End of life and disability are delicate and difficult topics for all involved. Estate planning and planning for potential future incapacitation enables you to retain control over your life, your person and your assets once you are no longer able to make decisions for yourself.
Having a current Will is the only way to ensure that the assets that you have spent your working life accumulating will be distributed according to your wishes upon your death. Your lawyer can assist you in identifying and addressing scenarios you may not have considered, and will draft the wording necessary to make sure your intentions are accurately reflected.
If You Already Have a Will
Even if you have a valid Will, it is recommended that you review and, if necessary, update your Will and other estate planning tools on a regular basis in order to ensure that they still reflect your current situation and wishes. Additionally, new estate planning laws were introduced at the end of March 2014 which may affect how your current Will is interpreted if it was prepared before that date. Speaking with your lawyer will help you to decide whether or not to revise your Will in light of this new legislation.
Consulting with your legal and accounting professionals in identifying and implementing your estate planning objectives can maximize the portion of your estate which will go to your loved ones, and avoid creating unnecessary tax and other financial consequences.
Varying A Will
If a Will does not make “adequate provision” for a Will-maker’s spouse or children, section 60 of the Wills, Estates and Succession Act allows the court to vary the Will so that it is “just and equitable in the circumstances”.
What is “adequate provision” and “just and equitable in the circumstances”, though, is very subjective and is ultimately up to the judge hearing the case. This ability to subjectively alter the terms of a Will means that if a Will is contested the control over the distribution of assets is shifted from the Will-maker to the judge.
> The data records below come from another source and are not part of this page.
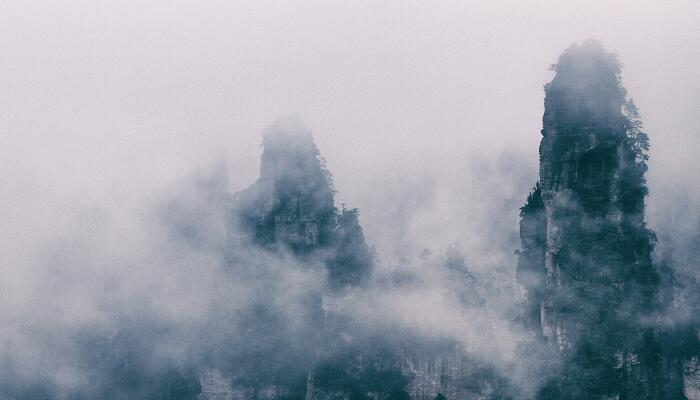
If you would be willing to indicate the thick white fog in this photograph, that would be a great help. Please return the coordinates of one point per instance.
(427, 113)
(105, 103)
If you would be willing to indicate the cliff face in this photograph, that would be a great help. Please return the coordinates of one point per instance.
(289, 210)
(291, 205)
(586, 252)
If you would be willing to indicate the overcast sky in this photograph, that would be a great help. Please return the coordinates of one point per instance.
(105, 102)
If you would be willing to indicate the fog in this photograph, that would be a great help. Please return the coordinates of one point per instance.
(120, 118)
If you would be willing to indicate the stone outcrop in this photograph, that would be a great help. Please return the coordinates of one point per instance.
(586, 261)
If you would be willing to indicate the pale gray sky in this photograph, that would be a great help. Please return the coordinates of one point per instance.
(106, 102)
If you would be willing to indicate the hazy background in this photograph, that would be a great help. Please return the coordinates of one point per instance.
(105, 103)
(428, 114)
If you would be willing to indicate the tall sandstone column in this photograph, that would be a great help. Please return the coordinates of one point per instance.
(586, 252)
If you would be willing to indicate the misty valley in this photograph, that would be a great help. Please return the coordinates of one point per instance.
(277, 292)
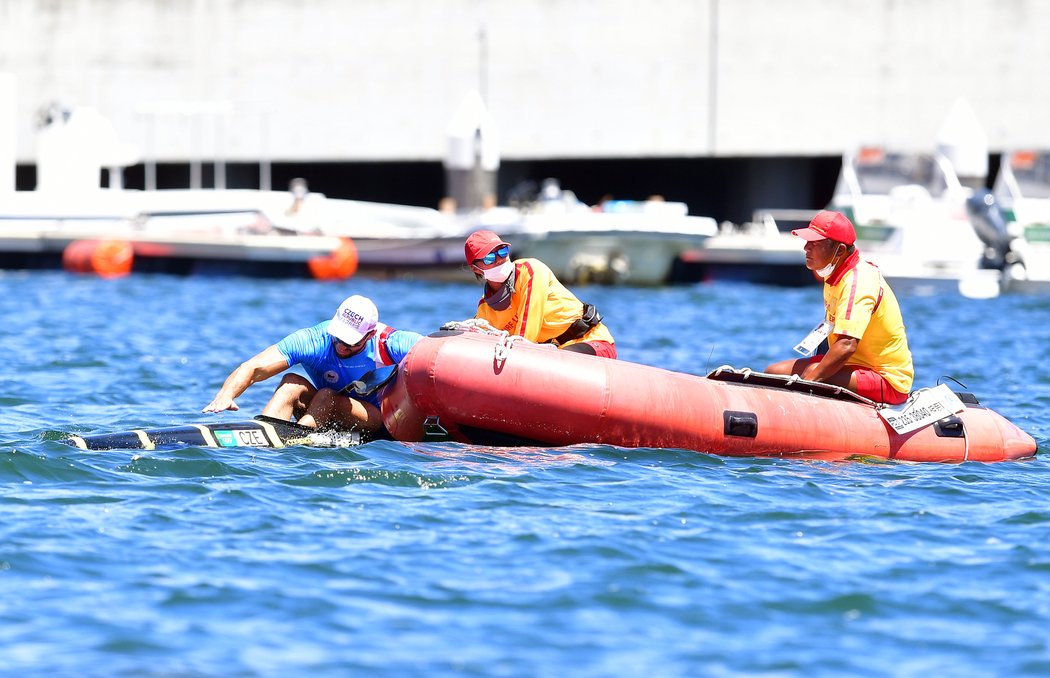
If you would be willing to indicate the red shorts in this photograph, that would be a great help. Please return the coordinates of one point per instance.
(873, 385)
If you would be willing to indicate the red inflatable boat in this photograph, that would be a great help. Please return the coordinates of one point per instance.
(476, 387)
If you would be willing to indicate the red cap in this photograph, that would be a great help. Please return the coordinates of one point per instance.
(481, 242)
(834, 226)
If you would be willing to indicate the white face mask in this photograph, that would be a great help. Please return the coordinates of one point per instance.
(500, 273)
(830, 269)
(826, 271)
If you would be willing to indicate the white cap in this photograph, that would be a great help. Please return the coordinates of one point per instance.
(356, 317)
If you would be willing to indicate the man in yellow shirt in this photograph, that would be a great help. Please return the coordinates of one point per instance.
(867, 347)
(524, 298)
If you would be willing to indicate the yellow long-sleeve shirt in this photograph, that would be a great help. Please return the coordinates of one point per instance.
(541, 308)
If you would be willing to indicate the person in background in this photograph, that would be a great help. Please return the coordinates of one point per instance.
(334, 354)
(524, 298)
(867, 347)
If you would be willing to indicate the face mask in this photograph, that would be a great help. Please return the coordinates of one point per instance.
(827, 270)
(500, 300)
(500, 273)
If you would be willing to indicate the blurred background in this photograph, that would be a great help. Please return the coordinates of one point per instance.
(723, 105)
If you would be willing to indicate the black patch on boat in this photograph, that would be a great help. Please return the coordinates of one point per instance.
(740, 424)
(949, 427)
(496, 439)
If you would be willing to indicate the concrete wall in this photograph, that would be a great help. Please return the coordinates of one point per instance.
(360, 80)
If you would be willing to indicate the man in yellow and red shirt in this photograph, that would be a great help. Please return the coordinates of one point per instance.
(867, 347)
(524, 298)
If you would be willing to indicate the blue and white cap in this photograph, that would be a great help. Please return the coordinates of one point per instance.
(356, 317)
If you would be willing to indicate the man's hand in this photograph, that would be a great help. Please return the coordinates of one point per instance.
(221, 404)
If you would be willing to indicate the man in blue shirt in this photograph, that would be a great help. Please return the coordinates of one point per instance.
(334, 354)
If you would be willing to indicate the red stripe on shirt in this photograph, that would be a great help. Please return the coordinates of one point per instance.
(383, 353)
(528, 298)
(853, 295)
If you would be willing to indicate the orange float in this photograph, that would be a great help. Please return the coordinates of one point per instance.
(106, 258)
(338, 265)
(474, 387)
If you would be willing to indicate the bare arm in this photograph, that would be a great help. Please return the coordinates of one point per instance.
(254, 369)
(833, 362)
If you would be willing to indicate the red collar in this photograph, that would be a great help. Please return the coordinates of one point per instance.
(847, 265)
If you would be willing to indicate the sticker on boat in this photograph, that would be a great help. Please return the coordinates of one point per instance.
(924, 407)
(242, 438)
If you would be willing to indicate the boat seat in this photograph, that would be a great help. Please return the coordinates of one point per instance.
(785, 382)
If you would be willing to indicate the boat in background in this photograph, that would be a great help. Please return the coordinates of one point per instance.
(910, 215)
(1022, 195)
(614, 242)
(761, 251)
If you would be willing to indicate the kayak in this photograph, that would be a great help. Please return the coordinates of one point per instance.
(261, 431)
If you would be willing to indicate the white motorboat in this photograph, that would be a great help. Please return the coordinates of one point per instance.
(760, 251)
(1022, 190)
(909, 210)
(615, 242)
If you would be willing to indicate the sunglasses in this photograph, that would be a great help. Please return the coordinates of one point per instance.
(490, 258)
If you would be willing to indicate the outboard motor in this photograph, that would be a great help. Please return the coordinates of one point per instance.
(988, 223)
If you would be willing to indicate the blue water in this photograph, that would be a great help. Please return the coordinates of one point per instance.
(444, 559)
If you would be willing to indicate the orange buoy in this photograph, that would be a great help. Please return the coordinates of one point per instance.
(105, 258)
(338, 265)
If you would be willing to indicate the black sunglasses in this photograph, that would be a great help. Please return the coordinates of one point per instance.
(490, 258)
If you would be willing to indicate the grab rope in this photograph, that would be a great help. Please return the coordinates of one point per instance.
(503, 346)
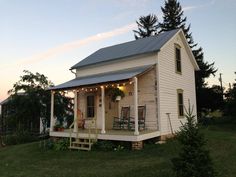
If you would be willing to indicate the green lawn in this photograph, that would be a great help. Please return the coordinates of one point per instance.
(28, 160)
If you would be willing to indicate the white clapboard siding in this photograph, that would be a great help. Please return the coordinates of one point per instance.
(170, 81)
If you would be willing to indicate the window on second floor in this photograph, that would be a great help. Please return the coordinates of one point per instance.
(178, 59)
(180, 100)
(90, 106)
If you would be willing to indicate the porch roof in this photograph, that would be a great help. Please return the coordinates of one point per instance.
(102, 78)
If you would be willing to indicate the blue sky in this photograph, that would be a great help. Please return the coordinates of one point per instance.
(51, 36)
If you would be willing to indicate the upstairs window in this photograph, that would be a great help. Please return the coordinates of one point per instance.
(178, 59)
(180, 100)
(90, 106)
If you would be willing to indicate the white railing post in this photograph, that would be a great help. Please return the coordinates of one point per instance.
(136, 132)
(103, 109)
(75, 111)
(52, 122)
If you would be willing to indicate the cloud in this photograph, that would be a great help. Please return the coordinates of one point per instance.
(73, 45)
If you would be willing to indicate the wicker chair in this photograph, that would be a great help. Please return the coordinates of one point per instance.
(122, 122)
(141, 119)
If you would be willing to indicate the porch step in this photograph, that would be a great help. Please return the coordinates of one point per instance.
(82, 144)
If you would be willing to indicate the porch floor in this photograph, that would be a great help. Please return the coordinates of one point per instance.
(118, 135)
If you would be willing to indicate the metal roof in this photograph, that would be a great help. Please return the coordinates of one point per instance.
(102, 78)
(128, 49)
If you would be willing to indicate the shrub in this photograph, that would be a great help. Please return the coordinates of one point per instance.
(61, 144)
(194, 159)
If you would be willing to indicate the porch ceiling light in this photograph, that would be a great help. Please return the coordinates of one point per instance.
(118, 98)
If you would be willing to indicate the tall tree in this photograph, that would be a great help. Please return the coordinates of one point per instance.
(147, 26)
(173, 18)
(30, 101)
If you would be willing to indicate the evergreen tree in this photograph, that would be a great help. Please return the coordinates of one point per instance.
(173, 19)
(147, 26)
(194, 159)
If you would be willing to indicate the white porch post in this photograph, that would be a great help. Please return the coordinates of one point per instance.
(75, 111)
(103, 110)
(52, 122)
(136, 132)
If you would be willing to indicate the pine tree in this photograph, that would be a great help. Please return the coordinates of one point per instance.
(194, 159)
(173, 19)
(147, 26)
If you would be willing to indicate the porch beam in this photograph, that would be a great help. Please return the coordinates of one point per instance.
(52, 120)
(75, 111)
(136, 132)
(103, 109)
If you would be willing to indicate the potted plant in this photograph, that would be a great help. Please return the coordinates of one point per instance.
(116, 94)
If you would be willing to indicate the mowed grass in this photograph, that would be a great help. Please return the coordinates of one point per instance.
(28, 160)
Litigation is very costly. If a Will is contested under the Wills, Estates and Succession Act , there will ultimately be less money available to all beneficiaries as a significant portion will likely be spent on legal fees. Litigation is also very stressful for all parties involved. A Will-maker’s intention may be to favour a certain beneficiary by leaving him or her the bulk of the estate. However, if the Will is contested as a result of this unequal distribution, the “favoured” beneficiary will then be put through the stress of court proceedings during what is very likely already an emotional time.
The best way to prevent this is to draft a Will which, if the assets are unequally distributed among spouse and children, clearly sets out the reasoning for doing so and attempts to be as fair as possible in the circumstances.
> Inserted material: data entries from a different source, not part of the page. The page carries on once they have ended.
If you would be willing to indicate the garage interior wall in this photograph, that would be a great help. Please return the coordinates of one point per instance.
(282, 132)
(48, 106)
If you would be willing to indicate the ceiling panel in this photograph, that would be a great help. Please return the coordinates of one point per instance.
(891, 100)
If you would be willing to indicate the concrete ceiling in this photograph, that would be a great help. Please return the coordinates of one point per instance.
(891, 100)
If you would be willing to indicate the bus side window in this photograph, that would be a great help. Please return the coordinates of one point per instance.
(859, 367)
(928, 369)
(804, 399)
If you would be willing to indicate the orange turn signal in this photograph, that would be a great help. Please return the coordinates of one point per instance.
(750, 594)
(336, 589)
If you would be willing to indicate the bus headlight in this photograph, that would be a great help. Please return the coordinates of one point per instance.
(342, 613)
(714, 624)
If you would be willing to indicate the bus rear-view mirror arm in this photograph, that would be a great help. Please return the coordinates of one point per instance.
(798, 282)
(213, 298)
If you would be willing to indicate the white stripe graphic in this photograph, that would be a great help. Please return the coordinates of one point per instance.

Minor Beneficiaries – Guardians and Trust Monies
If you are responsible for minor children, having a valid Will is the only way to ensure that you control who will be responsible for their care and maintenance in the event of your death.
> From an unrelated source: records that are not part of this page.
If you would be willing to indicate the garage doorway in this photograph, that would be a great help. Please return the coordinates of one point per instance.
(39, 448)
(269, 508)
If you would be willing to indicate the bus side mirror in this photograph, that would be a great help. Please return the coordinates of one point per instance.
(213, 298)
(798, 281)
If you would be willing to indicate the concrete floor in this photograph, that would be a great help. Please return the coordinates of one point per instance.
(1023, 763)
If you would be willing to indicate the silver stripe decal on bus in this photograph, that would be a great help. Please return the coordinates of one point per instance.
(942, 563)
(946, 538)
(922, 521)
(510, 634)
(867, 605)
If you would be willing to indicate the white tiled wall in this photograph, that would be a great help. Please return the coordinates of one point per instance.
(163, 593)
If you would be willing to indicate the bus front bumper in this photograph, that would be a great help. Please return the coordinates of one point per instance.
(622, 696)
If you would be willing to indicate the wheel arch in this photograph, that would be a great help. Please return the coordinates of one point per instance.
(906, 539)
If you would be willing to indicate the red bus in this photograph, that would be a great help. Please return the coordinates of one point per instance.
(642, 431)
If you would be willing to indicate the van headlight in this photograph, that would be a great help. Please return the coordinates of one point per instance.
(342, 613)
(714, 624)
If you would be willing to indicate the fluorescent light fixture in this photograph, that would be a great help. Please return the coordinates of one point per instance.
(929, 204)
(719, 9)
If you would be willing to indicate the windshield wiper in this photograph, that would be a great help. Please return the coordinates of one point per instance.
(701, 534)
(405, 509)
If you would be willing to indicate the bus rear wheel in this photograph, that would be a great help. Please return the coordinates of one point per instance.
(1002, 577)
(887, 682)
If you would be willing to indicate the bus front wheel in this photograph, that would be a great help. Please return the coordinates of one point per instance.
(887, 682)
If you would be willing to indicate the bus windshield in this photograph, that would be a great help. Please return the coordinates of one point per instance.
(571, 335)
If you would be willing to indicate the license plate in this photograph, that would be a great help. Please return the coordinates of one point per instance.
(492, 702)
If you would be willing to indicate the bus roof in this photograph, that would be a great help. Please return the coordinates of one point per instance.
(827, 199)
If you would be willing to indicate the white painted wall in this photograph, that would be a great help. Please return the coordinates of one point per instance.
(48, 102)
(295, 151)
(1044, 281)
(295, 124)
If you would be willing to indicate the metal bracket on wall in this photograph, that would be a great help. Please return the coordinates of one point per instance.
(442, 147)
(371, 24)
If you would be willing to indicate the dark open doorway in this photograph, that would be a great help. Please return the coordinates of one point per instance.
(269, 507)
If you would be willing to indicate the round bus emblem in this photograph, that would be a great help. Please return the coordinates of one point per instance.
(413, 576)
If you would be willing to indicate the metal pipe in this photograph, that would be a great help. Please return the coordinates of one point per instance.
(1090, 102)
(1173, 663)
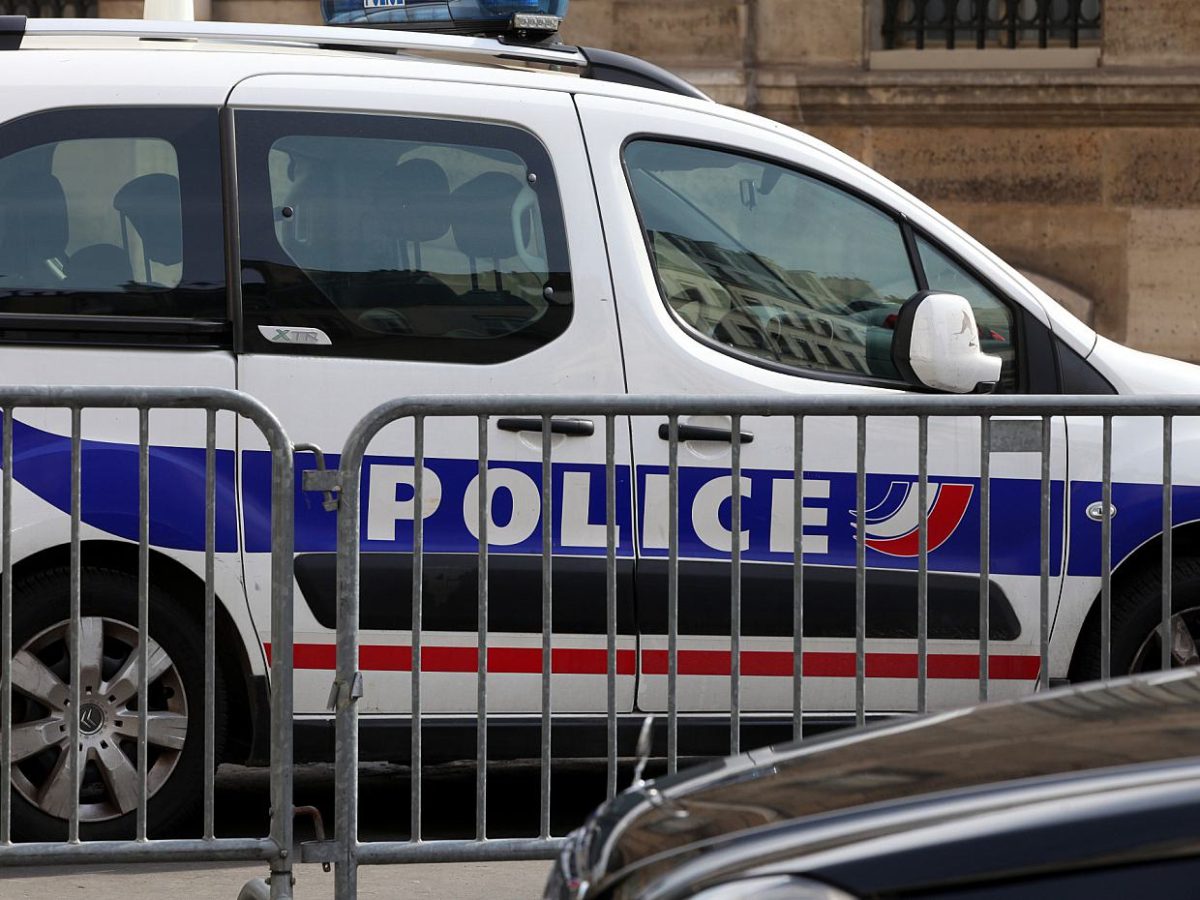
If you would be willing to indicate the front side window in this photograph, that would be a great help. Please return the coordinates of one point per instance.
(399, 238)
(112, 213)
(771, 263)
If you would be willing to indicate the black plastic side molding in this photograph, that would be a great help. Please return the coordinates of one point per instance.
(12, 31)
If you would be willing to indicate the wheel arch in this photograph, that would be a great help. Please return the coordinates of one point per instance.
(1146, 557)
(247, 696)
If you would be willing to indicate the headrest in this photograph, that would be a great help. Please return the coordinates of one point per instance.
(483, 215)
(34, 209)
(151, 204)
(415, 201)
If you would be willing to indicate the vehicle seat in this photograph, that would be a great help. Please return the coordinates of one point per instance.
(34, 231)
(481, 220)
(100, 267)
(151, 205)
(415, 205)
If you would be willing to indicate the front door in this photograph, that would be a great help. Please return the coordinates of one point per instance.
(760, 265)
(436, 241)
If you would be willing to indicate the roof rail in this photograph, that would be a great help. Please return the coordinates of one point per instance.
(367, 39)
(600, 65)
(621, 69)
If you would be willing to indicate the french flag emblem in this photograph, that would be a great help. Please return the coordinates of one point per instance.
(892, 525)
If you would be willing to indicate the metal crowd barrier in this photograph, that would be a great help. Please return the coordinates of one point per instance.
(275, 847)
(347, 852)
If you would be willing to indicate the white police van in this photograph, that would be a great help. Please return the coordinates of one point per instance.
(330, 219)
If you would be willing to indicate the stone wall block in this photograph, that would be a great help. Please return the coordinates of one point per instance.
(811, 33)
(1164, 277)
(993, 166)
(1151, 33)
(673, 30)
(1153, 167)
(1079, 246)
(589, 23)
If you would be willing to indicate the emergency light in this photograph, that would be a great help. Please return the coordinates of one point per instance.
(520, 18)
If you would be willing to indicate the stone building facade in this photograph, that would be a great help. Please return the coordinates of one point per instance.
(1079, 165)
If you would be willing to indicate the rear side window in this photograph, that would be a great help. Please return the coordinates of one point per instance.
(399, 238)
(112, 213)
(769, 263)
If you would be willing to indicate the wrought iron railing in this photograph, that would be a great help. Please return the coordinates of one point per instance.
(51, 9)
(922, 24)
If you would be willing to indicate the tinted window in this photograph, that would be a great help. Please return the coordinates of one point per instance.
(399, 238)
(112, 213)
(769, 262)
(996, 333)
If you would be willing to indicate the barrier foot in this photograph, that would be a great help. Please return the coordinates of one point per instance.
(255, 889)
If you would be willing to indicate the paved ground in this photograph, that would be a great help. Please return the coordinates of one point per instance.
(449, 798)
(467, 881)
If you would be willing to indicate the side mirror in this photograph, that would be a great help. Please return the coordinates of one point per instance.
(936, 345)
Specific wording is also required if you wish someone other than the government to have control over money or assets left to minor beneficiaries. In the absence of this wording, all funds left to a minor beneficiary must be forwarded to the Public Guardian and Trustee (“PGT”) for administration until the beneficiary reaches the age of majority.
The PGT charges an initial fee for receiving these funds, as well as an ongoing fee for administering the funds. In addition to the costs associated with administration by the PGT, the guardian of the minor beneficiary would have to apply to the PGT for money to use for the care and maintenance of minor beneficiaries.